Kode With Klossy
- Formation: 2015; 11 years ago
- Founder: Karlie Kloss
- Type: Nonprofit
- Purpose: Education
- Headquarters: New York City, New York, United States

= Kode With Klossy =

American coding camp (2015–present)

Kode with Klossy is an American 501(c)(3) organization which provides free coding camps for girls and non-binary teens, founded in 2015 by Karlie Kloss and headquartered in New York City, New York, United States. Camps are held during the summer from June to August. Applicants must be ages 13–18 to participate. Attendees can join camps that are held virtually online. In-person camps are available in various cities within and outside of the U.S., including in London, Atlanta, Austin, Boston, Chicago, Dallas/Richardson, Washington D.C., Indianapolis, Los Angeles, Miami, New York City, Philadelphia, Pittsburgh, San Francisco, Seattle, and St. Louis. Kode with Klossy offers the following computer science curriculums: web development, machine learning, mobile app, and data science.

==History==
In 2016, Kloss created her own free two-week coding bootcamp for teen girls and non-binary teens, Kode with Klossy.

Kode with Klossy teaches the basics of numerous programming languages, such as Ruby, JavaScript, and Swift. By the end of the program, participants in the camp have built fully functional mobile apps or websites.

During the COVID-19 pandemic, Kode with Klossy has utilized Zoom to include scholars from over a hundred countries in workshops. In 2023, the camp added a workshop in London.

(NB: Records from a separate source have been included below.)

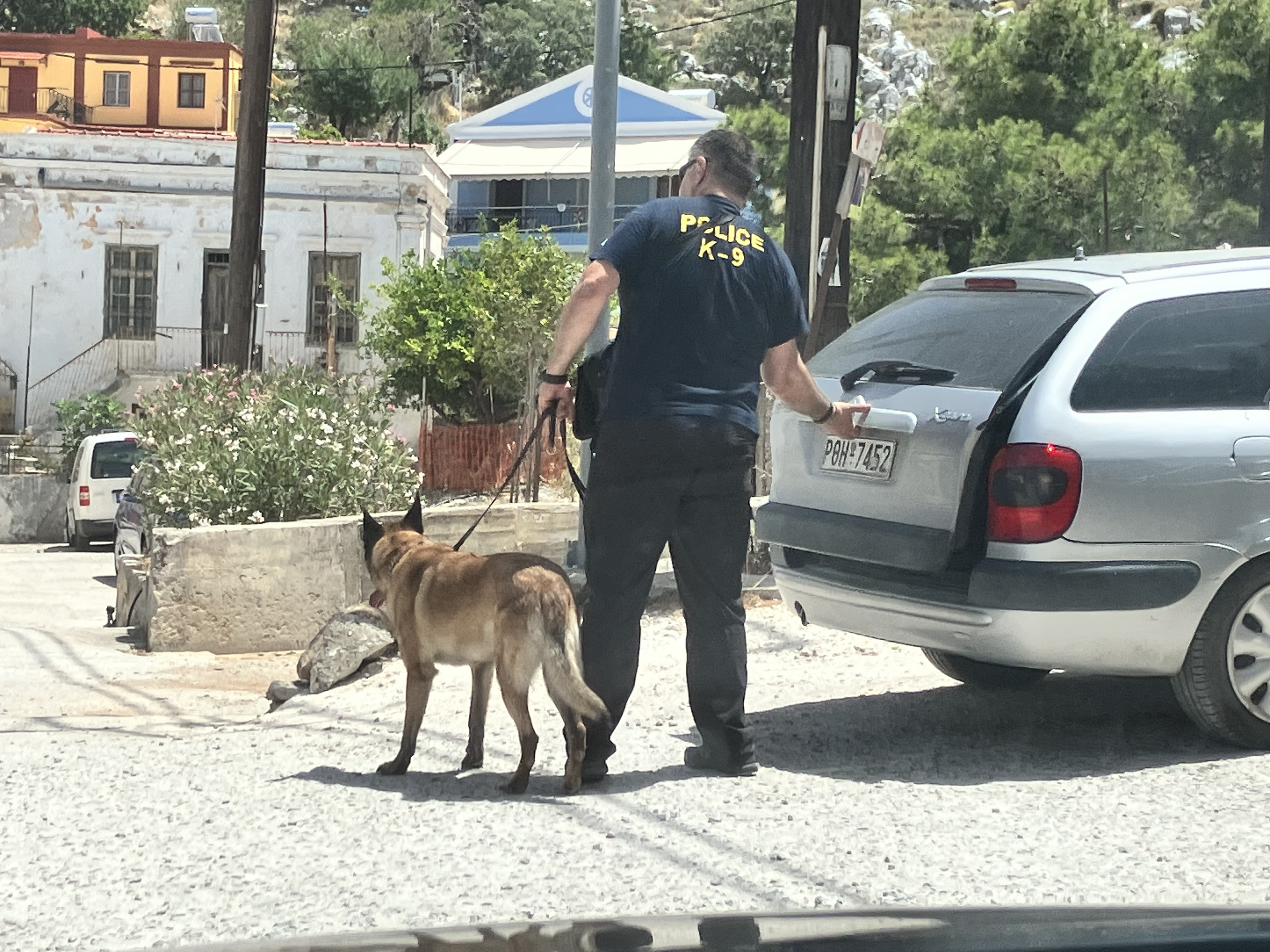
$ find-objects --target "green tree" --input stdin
[287,5,452,141]
[1181,0,1270,241]
[53,394,124,475]
[619,0,676,89]
[848,197,947,321]
[362,225,579,422]
[702,4,794,107]
[0,0,149,37]
[480,0,594,107]
[480,0,674,107]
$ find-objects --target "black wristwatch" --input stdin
[811,404,833,423]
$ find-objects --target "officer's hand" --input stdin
[822,401,872,439]
[539,383,573,420]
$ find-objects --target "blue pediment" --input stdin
[448,66,724,142]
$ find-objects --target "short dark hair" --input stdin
[688,129,758,201]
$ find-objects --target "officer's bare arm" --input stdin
[763,340,869,439]
[546,262,619,373]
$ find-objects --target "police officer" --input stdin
[539,129,866,783]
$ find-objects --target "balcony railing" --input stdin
[446,204,636,235]
[0,86,93,126]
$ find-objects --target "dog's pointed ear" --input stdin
[401,492,423,536]
[362,505,384,565]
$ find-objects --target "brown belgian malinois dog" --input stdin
[362,496,608,793]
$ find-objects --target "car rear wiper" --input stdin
[842,360,956,390]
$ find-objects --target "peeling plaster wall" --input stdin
[0,133,448,429]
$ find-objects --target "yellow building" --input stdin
[0,28,243,132]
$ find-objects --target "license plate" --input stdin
[821,437,895,480]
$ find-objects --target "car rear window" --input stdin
[808,291,1088,390]
[1072,291,1270,411]
[89,439,141,480]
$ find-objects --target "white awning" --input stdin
[437,137,696,179]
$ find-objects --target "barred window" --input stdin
[102,72,132,107]
[103,245,159,340]
[176,72,207,109]
[306,251,362,345]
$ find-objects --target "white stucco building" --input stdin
[0,131,448,428]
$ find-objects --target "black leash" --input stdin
[455,401,587,552]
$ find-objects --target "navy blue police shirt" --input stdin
[592,196,808,433]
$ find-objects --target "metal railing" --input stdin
[0,86,93,126]
[446,204,638,235]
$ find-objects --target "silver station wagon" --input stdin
[756,249,1270,748]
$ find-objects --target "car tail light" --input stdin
[988,443,1081,542]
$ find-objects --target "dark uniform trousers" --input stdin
[582,418,756,764]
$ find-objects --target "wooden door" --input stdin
[9,66,39,116]
[203,251,230,367]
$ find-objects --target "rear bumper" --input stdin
[772,546,1242,675]
[75,519,114,540]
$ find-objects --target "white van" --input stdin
[66,430,141,552]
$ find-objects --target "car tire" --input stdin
[922,647,1049,690]
[1172,564,1270,750]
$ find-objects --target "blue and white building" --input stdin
[438,66,724,251]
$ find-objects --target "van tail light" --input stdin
[988,443,1081,542]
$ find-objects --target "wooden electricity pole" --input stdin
[785,0,860,357]
[222,0,274,369]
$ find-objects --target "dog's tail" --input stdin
[540,581,608,722]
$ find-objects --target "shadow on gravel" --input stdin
[753,675,1256,785]
[289,767,701,803]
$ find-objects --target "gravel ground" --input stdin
[7,574,1270,949]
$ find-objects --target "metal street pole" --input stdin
[1257,42,1270,245]
[577,0,621,566]
[22,284,36,430]
[222,0,274,371]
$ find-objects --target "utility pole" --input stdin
[575,0,621,565]
[785,0,860,357]
[224,0,274,371]
[1257,41,1270,246]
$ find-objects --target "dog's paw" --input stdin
[499,773,529,793]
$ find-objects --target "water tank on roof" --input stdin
[189,23,225,43]
[668,89,715,109]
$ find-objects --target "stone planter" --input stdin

As of 2024, Kode with Klossy has partnerships with various corporations including Apple, Chegg, Estée Lauder, Goldman Sachs, Carolina Herrera, Google, Infosys, WeWork, and Wix.com. The coding camp also collaborates with Flatiron School, Turing School, and Teach for America.

==Alumni==
Many scholars use the coding skills they develop at Kode with Klossy to further social justice causes. One alumnus, Sofia Ongele, created an app, ReDawn (2017), to provide resources to survivors of sexual assault. Another alumnus created an app to inform users of safe running routes in their neighborhood.

Kode with Klossy scholar, Maya Dummett, “has worked on creating apps to improve social welfare services and created a chatbot called "M" who encourages others to pursue STEM.” KWK scholar, Etasha Donthi, created her own organization for marginalized kids in STEM.

By 2021, 8,000 scholars had graduated from Kode with Klossy. According to Texas Metro News, “78% of those who attended Kode with Klossy camps pursued majors or minors in computer science.”